2002: Richard St. Pierre
Mr. St. Pierre was recognized for 29 years as a fishery management biologist with the U.S. Fish and Wildlife Service. He oversaw the multi-agency migratory fish restoration effort on the Susquehanna River in Maryland, Pennsylvania, and New York. Mr. St. Pierre chaired the Fish Passage Workgroup of the Chesapeake Bay Program using matching federal funds to reopen more than 1,000 miles of dammed tributary streams to anadromous fish spawning runs in the Chesapeake watershed.
2001: N.G. Kaul, P.E.
Mr. Kaul was recognized for his work with the New York State Department of Environmental Conservation serving as Director, Division of Water, who is responsible for water quality and quantity. Mr. Kaul worked for the departments of Water Quality Planning Studies, Non-point Source Pollution, and as Executive Assistant to the Deputy Commissioner of the Office of Environmental Quality.

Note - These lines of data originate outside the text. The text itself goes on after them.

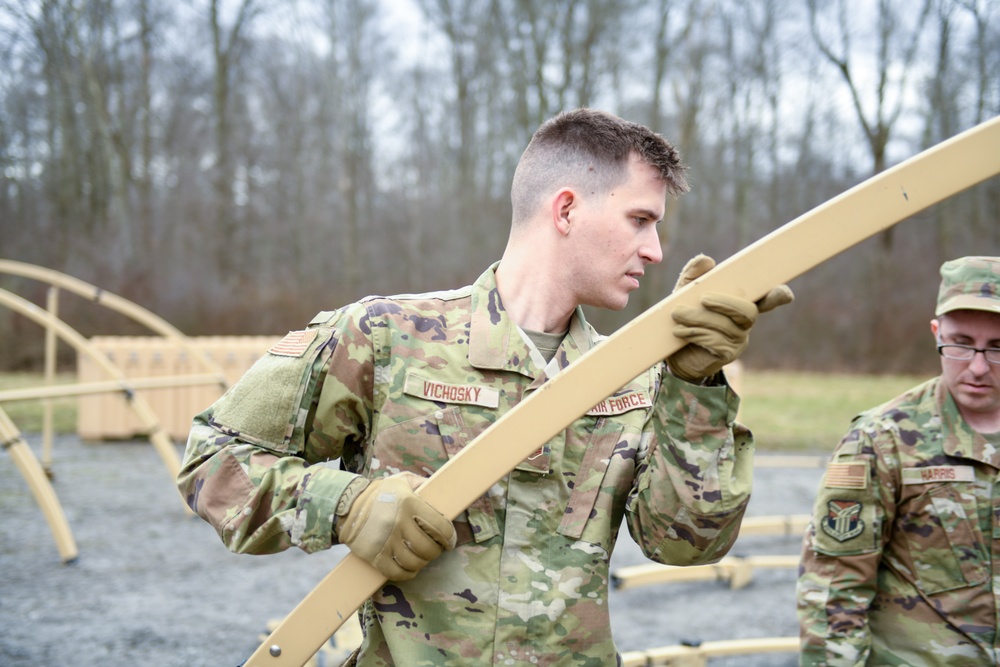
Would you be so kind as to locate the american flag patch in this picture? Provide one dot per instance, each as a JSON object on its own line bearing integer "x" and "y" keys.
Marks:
{"x": 294, "y": 344}
{"x": 846, "y": 476}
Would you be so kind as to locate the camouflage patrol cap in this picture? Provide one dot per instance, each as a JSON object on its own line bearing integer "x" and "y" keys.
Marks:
{"x": 969, "y": 283}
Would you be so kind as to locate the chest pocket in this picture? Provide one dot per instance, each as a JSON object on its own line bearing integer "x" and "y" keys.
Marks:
{"x": 609, "y": 437}
{"x": 943, "y": 539}
{"x": 434, "y": 422}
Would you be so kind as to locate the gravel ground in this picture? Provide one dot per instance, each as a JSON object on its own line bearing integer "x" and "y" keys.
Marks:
{"x": 154, "y": 586}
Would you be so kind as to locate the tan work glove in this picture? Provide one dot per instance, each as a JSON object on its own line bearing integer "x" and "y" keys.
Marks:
{"x": 718, "y": 331}
{"x": 394, "y": 529}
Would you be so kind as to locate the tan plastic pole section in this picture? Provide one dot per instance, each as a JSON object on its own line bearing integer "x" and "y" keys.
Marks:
{"x": 115, "y": 303}
{"x": 40, "y": 486}
{"x": 161, "y": 441}
{"x": 782, "y": 255}
{"x": 52, "y": 305}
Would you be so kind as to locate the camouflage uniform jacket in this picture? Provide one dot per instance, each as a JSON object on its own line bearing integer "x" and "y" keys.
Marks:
{"x": 897, "y": 564}
{"x": 403, "y": 383}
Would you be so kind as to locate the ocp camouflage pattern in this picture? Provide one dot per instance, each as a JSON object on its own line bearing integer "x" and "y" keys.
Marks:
{"x": 898, "y": 564}
{"x": 404, "y": 383}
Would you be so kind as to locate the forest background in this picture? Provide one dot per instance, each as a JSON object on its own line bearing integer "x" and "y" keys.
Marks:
{"x": 236, "y": 166}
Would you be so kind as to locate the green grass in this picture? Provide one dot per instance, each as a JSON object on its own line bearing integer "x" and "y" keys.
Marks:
{"x": 27, "y": 415}
{"x": 810, "y": 412}
{"x": 787, "y": 411}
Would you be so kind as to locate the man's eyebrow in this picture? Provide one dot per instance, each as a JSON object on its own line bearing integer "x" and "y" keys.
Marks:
{"x": 645, "y": 212}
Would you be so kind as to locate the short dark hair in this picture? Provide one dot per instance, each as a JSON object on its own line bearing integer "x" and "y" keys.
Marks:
{"x": 591, "y": 150}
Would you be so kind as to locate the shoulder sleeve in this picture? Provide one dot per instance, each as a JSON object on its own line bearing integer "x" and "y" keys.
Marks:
{"x": 692, "y": 488}
{"x": 842, "y": 549}
{"x": 250, "y": 467}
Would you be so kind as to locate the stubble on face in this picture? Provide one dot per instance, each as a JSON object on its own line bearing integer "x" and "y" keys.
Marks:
{"x": 614, "y": 246}
{"x": 973, "y": 384}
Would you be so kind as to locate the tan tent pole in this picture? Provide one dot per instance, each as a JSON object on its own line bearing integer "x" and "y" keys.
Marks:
{"x": 697, "y": 655}
{"x": 788, "y": 252}
{"x": 161, "y": 441}
{"x": 52, "y": 305}
{"x": 41, "y": 487}
{"x": 107, "y": 386}
{"x": 116, "y": 303}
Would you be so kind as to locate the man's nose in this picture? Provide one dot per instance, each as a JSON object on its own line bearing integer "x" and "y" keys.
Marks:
{"x": 651, "y": 249}
{"x": 978, "y": 363}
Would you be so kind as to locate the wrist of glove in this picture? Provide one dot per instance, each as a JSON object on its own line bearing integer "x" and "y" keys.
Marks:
{"x": 718, "y": 329}
{"x": 395, "y": 530}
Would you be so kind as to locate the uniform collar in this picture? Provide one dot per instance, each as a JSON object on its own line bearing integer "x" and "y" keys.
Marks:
{"x": 495, "y": 342}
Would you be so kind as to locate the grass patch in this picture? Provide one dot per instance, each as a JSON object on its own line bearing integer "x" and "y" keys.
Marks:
{"x": 28, "y": 415}
{"x": 810, "y": 412}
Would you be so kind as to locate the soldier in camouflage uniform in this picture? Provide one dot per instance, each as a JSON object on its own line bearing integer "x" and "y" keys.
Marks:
{"x": 898, "y": 563}
{"x": 393, "y": 387}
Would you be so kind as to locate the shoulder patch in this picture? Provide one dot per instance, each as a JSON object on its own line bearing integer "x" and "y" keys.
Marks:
{"x": 843, "y": 519}
{"x": 846, "y": 475}
{"x": 294, "y": 344}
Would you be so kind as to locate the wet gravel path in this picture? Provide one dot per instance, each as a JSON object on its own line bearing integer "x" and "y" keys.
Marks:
{"x": 155, "y": 587}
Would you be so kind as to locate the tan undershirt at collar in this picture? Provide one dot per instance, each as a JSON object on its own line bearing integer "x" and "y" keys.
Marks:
{"x": 546, "y": 343}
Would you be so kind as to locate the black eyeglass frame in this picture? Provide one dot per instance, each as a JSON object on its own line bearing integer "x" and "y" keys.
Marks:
{"x": 991, "y": 354}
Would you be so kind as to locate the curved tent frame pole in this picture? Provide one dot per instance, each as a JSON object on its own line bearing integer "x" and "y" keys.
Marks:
{"x": 23, "y": 457}
{"x": 116, "y": 303}
{"x": 41, "y": 487}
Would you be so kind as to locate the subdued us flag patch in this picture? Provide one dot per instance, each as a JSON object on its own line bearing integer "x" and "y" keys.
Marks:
{"x": 846, "y": 475}
{"x": 294, "y": 344}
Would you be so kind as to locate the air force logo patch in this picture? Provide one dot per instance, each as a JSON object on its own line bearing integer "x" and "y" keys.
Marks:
{"x": 843, "y": 520}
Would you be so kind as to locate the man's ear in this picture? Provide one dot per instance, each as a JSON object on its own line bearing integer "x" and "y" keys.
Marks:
{"x": 564, "y": 206}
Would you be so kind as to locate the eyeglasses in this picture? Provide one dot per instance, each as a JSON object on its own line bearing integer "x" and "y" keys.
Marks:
{"x": 968, "y": 353}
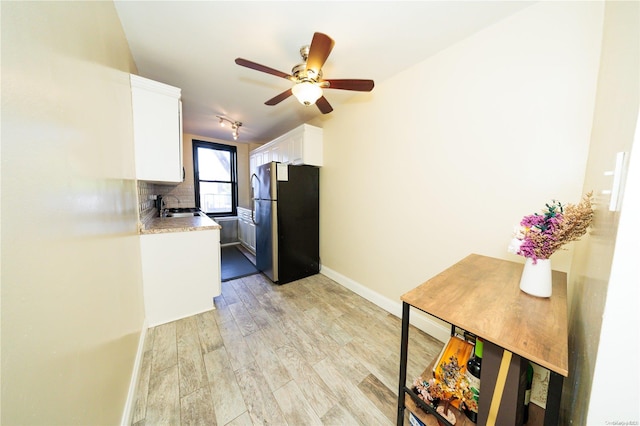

2000: Michael S. Smith and Michael A. Sprague
Mr. Smith and Mr. Sprague were recognized for their enormous contributions to flood preparedness and response. Mr. Smith served as Director of the Chemung County Office of Fire and Emergency Management in the state of New York. He was responsible for the duties of Fire Coordinator, Emergency Manager, and Communications/E9-1-1 Operations. Mr. Sprague served as the Director of the Steuben County Office of Emergency Services. He was responsible for the duties of Fire Coordinator, Emergency Manager, Communications, and management of the office and its budget.